The cat mewed at her.  Alex hesitated, then reached down to brush her fingers over its ears.  “Good cat,” she murmured, when it half sat up to press its face into her hand.  She gave it a scritch under the chin, then stepped to the front door, where dark glass hid whatever lay beyond. 

Her palms were sweating, and she rubbed them on her pants, cursing herself.  This was not awkward, she reminded herself.  This was how witches worked, right?  People just came up to their doors in the stories.  There wasn’t a way to text or call ahead and make an appointment, like there was with normal people.

Alex took a deep breath, then knocked before she could lose her nerve. 

For a moment that was simultaneously breathtakingly relieving and heartstoppingly terrifying, there was no response.  Then, from deep inside, a voice called, “Come in, dearie.”
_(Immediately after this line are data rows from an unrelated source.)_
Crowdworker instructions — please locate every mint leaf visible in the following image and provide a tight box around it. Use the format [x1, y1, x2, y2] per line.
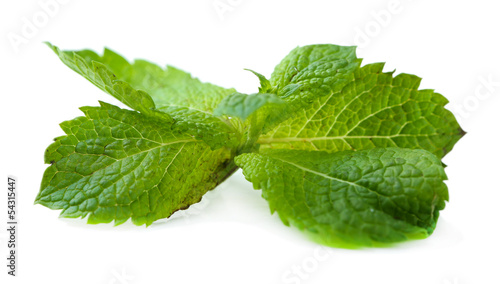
[47, 43, 158, 117]
[40, 44, 465, 247]
[214, 93, 286, 120]
[36, 103, 236, 225]
[269, 44, 361, 106]
[235, 148, 448, 247]
[214, 93, 289, 153]
[258, 63, 464, 157]
[49, 44, 236, 113]
[48, 43, 239, 150]
[245, 69, 275, 94]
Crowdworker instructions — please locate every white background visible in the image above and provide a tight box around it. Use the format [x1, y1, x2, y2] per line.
[0, 0, 500, 284]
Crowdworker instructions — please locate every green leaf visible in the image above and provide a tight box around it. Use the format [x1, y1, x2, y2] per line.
[214, 93, 289, 153]
[245, 69, 274, 94]
[270, 44, 361, 106]
[47, 43, 158, 115]
[258, 63, 464, 158]
[48, 44, 239, 150]
[158, 106, 241, 150]
[36, 103, 236, 225]
[53, 43, 236, 113]
[235, 148, 448, 247]
[214, 93, 286, 120]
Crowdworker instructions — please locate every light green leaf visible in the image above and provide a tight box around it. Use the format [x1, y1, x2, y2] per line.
[214, 93, 289, 153]
[214, 93, 286, 120]
[47, 43, 158, 116]
[245, 69, 274, 94]
[48, 44, 239, 149]
[269, 44, 361, 106]
[235, 148, 448, 247]
[258, 63, 464, 158]
[36, 103, 236, 225]
[51, 43, 236, 114]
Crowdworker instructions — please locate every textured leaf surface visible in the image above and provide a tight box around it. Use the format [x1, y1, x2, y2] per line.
[214, 93, 285, 120]
[36, 103, 235, 225]
[49, 44, 238, 149]
[258, 63, 464, 157]
[270, 44, 361, 106]
[235, 148, 448, 246]
[53, 43, 235, 113]
[47, 43, 157, 115]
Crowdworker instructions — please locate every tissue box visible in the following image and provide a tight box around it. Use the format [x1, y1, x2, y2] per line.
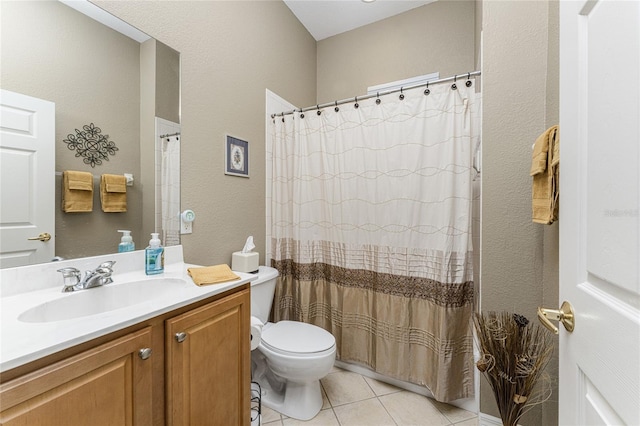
[231, 251, 260, 272]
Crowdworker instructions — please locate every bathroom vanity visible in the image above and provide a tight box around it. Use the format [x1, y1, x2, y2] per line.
[0, 246, 253, 425]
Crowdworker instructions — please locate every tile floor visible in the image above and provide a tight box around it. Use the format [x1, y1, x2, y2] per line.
[262, 368, 478, 426]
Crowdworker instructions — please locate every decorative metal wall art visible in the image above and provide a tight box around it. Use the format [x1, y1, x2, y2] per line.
[63, 123, 118, 167]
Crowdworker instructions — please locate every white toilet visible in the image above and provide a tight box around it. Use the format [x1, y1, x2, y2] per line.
[251, 266, 336, 420]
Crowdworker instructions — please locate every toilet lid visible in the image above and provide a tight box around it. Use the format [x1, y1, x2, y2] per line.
[262, 321, 336, 354]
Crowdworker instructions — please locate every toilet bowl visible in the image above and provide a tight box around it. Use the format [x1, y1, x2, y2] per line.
[251, 266, 336, 420]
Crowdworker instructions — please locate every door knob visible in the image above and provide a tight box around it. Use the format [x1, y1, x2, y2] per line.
[138, 348, 153, 360]
[538, 300, 576, 334]
[27, 232, 51, 242]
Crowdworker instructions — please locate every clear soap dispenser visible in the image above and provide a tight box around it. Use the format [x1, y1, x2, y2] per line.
[144, 232, 164, 275]
[118, 229, 136, 253]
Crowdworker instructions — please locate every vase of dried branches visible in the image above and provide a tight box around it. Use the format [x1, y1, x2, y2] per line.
[474, 312, 553, 426]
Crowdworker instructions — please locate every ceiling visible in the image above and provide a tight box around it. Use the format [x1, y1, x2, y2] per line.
[283, 0, 436, 41]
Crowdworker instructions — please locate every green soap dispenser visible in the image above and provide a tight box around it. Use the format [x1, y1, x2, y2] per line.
[144, 232, 164, 275]
[118, 229, 136, 253]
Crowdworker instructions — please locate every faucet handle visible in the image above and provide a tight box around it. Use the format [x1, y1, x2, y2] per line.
[58, 267, 80, 293]
[96, 260, 116, 269]
[58, 266, 80, 278]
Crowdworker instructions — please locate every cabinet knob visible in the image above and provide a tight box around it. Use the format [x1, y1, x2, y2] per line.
[138, 348, 153, 359]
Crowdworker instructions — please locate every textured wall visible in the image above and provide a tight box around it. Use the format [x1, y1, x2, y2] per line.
[95, 1, 316, 264]
[480, 1, 558, 425]
[317, 0, 475, 103]
[541, 0, 560, 426]
[0, 1, 142, 258]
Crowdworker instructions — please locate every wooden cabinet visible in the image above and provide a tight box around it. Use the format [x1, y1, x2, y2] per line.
[0, 327, 152, 426]
[165, 290, 251, 426]
[0, 284, 251, 426]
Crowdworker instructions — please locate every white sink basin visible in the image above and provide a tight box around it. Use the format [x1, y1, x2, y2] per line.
[18, 278, 186, 323]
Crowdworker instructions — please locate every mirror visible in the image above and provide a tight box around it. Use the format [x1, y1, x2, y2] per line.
[0, 1, 180, 266]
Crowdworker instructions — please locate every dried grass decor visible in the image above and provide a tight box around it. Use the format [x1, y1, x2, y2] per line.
[474, 312, 553, 426]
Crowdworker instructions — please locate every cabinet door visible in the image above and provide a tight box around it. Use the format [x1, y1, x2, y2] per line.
[166, 289, 251, 426]
[0, 327, 152, 426]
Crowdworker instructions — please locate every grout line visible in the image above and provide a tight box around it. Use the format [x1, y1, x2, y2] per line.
[376, 396, 398, 426]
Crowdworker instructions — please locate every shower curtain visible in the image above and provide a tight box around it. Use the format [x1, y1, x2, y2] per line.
[271, 80, 479, 401]
[160, 136, 180, 247]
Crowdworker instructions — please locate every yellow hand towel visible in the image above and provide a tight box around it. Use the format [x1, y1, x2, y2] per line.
[529, 126, 560, 225]
[62, 170, 93, 213]
[187, 263, 240, 286]
[100, 174, 127, 213]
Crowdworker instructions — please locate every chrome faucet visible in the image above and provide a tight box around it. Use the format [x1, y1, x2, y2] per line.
[58, 260, 116, 293]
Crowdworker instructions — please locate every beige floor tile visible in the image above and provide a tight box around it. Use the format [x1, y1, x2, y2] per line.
[333, 398, 395, 426]
[320, 384, 331, 410]
[321, 371, 375, 407]
[262, 405, 282, 423]
[364, 377, 402, 396]
[282, 409, 340, 426]
[379, 391, 450, 426]
[431, 400, 477, 423]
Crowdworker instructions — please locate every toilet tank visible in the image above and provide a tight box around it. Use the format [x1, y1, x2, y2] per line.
[251, 266, 278, 324]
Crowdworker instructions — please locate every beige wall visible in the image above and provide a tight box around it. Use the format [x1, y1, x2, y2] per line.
[95, 1, 316, 265]
[318, 0, 475, 106]
[480, 0, 558, 425]
[540, 0, 560, 426]
[0, 1, 142, 258]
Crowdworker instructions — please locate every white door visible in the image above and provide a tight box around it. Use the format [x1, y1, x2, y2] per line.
[559, 0, 640, 425]
[0, 90, 55, 268]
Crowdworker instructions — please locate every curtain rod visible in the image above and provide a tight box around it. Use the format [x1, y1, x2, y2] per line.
[158, 132, 180, 139]
[271, 71, 481, 118]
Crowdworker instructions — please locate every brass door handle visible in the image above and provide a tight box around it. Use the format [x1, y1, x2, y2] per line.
[27, 232, 51, 242]
[538, 300, 576, 334]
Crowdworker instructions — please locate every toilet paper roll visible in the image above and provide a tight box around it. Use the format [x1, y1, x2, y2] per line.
[251, 316, 264, 350]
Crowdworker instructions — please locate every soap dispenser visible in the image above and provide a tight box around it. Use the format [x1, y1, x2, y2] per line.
[118, 229, 136, 253]
[144, 232, 164, 275]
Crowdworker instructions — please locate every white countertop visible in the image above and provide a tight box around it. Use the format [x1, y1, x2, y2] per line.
[0, 247, 256, 371]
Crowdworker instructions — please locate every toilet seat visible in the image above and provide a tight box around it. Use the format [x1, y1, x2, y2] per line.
[261, 321, 336, 357]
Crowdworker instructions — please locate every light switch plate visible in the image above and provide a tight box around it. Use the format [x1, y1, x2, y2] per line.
[180, 220, 193, 234]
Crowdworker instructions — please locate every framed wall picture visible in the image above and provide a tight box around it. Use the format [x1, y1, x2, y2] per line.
[224, 135, 249, 177]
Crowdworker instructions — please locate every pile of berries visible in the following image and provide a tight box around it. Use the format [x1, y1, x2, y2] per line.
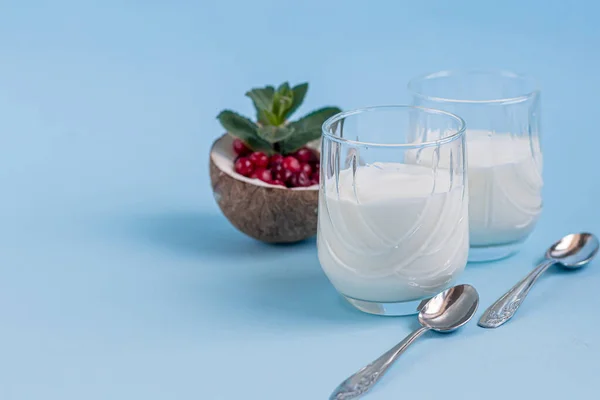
[233, 138, 320, 188]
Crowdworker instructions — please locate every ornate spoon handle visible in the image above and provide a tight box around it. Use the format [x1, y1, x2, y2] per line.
[478, 260, 556, 328]
[329, 327, 429, 400]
Alex’s breath hitched, and then she took another deep breath.  Like it sensed her fear, the calico padded over and rubbed against her leg.  She drew strength from the little animal, rubbing her sweaty palms on her jeans (should she have dressed more formally?) and pushed the door open. 

Inside, the halls were dark and humid, but the air was rich and fresh as a forest.  In the patches of light thrown by windows with translucent curtains were as many pots of soil as could fit, each one overflowing with green leaves and colorful flowers.  Their tendrils wandered through the dark, and Alex was careful not to step on any as she stepped deeper into the house.  The humidity didn’t help her sweating palms. 

“This way, child,” came the voice again, clearer this time.  It was the crackling voice of an elderly woman, and though it was calm, with no trace of the malevolent witches in the stories Alex had grown up with, it did nothing to calm her nerves. 

“You got this,” she breathed to herself.  “You did med school interviews, girl.  You got this.”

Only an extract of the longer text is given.